Big data should have been the rocket fuel that launched business intelligence (BI) into the stratosphere, so why are so many companies still stuck in neutral when it comes to harnessing the power of Apache Hadoop, or, more specifically, BI on Hadoop, for improved business insights?
It’s because BI has failed to keep up with the changing data landscape. The cost, rigidity and overhead requirements of legacy BI systems have confined them to a limited set of use cases. Even though Hadoop celebrated its 10th birthday last year, most legacy BI programs still struggle to take advantage of the flexibility and cost innovations it introduced.
The roots of this disconnect go back to the legacy architectures of most popular BI systems, which were developed in the 1980s and 1990s.

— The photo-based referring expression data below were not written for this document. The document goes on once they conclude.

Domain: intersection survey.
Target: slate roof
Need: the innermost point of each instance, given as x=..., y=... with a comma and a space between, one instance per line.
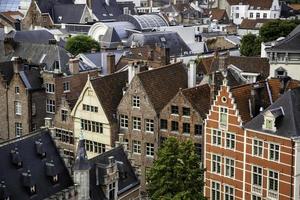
x=289, y=124
x=290, y=43
x=31, y=160
x=264, y=5
x=199, y=97
x=162, y=84
x=109, y=90
x=253, y=24
x=242, y=94
x=124, y=184
x=34, y=36
x=69, y=13
x=166, y=39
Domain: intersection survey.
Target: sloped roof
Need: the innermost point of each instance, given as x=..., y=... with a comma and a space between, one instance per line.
x=290, y=43
x=167, y=39
x=124, y=184
x=33, y=36
x=109, y=92
x=264, y=5
x=199, y=97
x=69, y=13
x=289, y=124
x=242, y=94
x=26, y=146
x=162, y=84
x=253, y=24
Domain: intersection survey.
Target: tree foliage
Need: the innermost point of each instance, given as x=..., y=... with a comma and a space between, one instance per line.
x=250, y=45
x=176, y=174
x=81, y=44
x=277, y=28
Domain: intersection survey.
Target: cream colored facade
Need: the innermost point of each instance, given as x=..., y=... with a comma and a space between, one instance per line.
x=88, y=97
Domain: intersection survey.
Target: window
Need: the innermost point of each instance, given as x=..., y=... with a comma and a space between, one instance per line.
x=254, y=197
x=174, y=110
x=136, y=101
x=198, y=129
x=50, y=88
x=217, y=137
x=174, y=126
x=112, y=189
x=186, y=128
x=149, y=123
x=230, y=140
x=64, y=136
x=257, y=176
x=18, y=129
x=215, y=191
x=17, y=90
x=216, y=164
x=273, y=180
x=50, y=106
x=18, y=108
x=229, y=167
x=228, y=192
x=136, y=123
x=223, y=117
x=257, y=147
x=136, y=146
x=150, y=149
x=64, y=115
x=99, y=148
x=89, y=108
x=66, y=86
x=123, y=121
x=265, y=15
x=186, y=111
x=274, y=152
x=163, y=124
x=91, y=126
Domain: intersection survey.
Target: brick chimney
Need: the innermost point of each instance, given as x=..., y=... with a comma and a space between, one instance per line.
x=17, y=64
x=192, y=67
x=111, y=66
x=74, y=65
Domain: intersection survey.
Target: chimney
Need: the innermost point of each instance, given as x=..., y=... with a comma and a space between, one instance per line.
x=111, y=66
x=165, y=55
x=74, y=65
x=192, y=73
x=133, y=69
x=17, y=64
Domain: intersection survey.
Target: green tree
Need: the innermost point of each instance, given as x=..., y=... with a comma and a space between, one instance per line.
x=81, y=44
x=176, y=173
x=275, y=29
x=250, y=45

BI introduced some important innovations, such as multidimensional modeling and rich visualizations, but those benefits came with costs and compromises that haunt legacy systems to this day. Among them are the following.
- Dedicated servers are often required to run BI models, and the cost of that overhead forces organizations to limit usage. Some BI platforms still require dedicated servers built on expensive and proprietary “scale-up” architectures (rather than “scale out”, parallel or distributed), which require wholesale replacement of processors, memory and storage.
- Legacy BI systems also grew up around a client/server architecture, requiring extensive server processing power and large file transfers to and from client PCs. This was the most efficient processing model at the time, but today it’s a relic. The need to continually pass data back and forth consumes bandwidth and bogs down performance. Some tools even store data locally on the PC, creating a gaping security hole.
- Many BI platforms work only on highly structured and cleaned data stored in the rows and columns of relational tables. Extensive preparation is needed prior to loading this data into the BI server, which limits the universe of business users who can take advantage of the tools. While some legacy BI platforms have evolved to handle unstructured data, doing so requires a Herculean data transformation effort that few companies can afford.
- Most BI tools also can’t process real-time or streaming data, which IDC estimates will make up about one-quarter of the information organizations will need to handle by 2025.
- Reliance on dedicated BI servers also means organizations must make copies of production data, which introduces a variety of security, data integrity, and consistency problems. Best practices for database management dictate that copies should be avoided, but BI servers require it.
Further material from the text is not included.